Most children are supported by family beyond the age of 18. What about those who are on their own beginning on their 18th birthday?
Check out Preventable Tragedy: A Hawaiian Teen’s Suicide after Foster Care,” an article written by Natalie Wendt. In this article Natalie Wendt speaks about a 19-year-old from Hawaii who had just committed suicide. Natalie further explains how the 19-year-old had just been phased out of foster care and fell on hardship when his Medicaid coverage ended on his 19th birthday. So, he was without the possibility of mental health treatment because of the expenses.

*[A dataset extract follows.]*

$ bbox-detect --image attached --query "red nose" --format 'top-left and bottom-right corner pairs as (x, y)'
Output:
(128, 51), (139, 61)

This article got me thinking about other hardships that young adults who are too old for foster care may come across when they are suddenly thrown into the real world. Luckily, Natalie linked back to an article written by her colleague, Josie Raymond. The article was called “Foster Care Fosters Homelessness,” and this struck me as pretty logical.
Chapin Hall at the University of Chicago actually did a study on former foster youth, and the results follow the logic that is pointed out in Raymond’s article title. Foster children were followed starting when they entered foster care at 16, were still in care at 17, and were placed because of a reason other than delinquency. The Executive Summary reports the outcomes of these children when they were interviewed at the ages of 23 and 24.
- 24% of these kids were homeless at least once since they left foster care; half of these were homeless MORE THAN ONCE in that time
- Only 48% were currently employed
- 57% had health insurance; and two-thirds of these were insured by Medicaid
There is a gap here. A gap that needs to be filled by support services of some kind. Read the articles above, become aware, and spread awareness. Help our community fill this gap.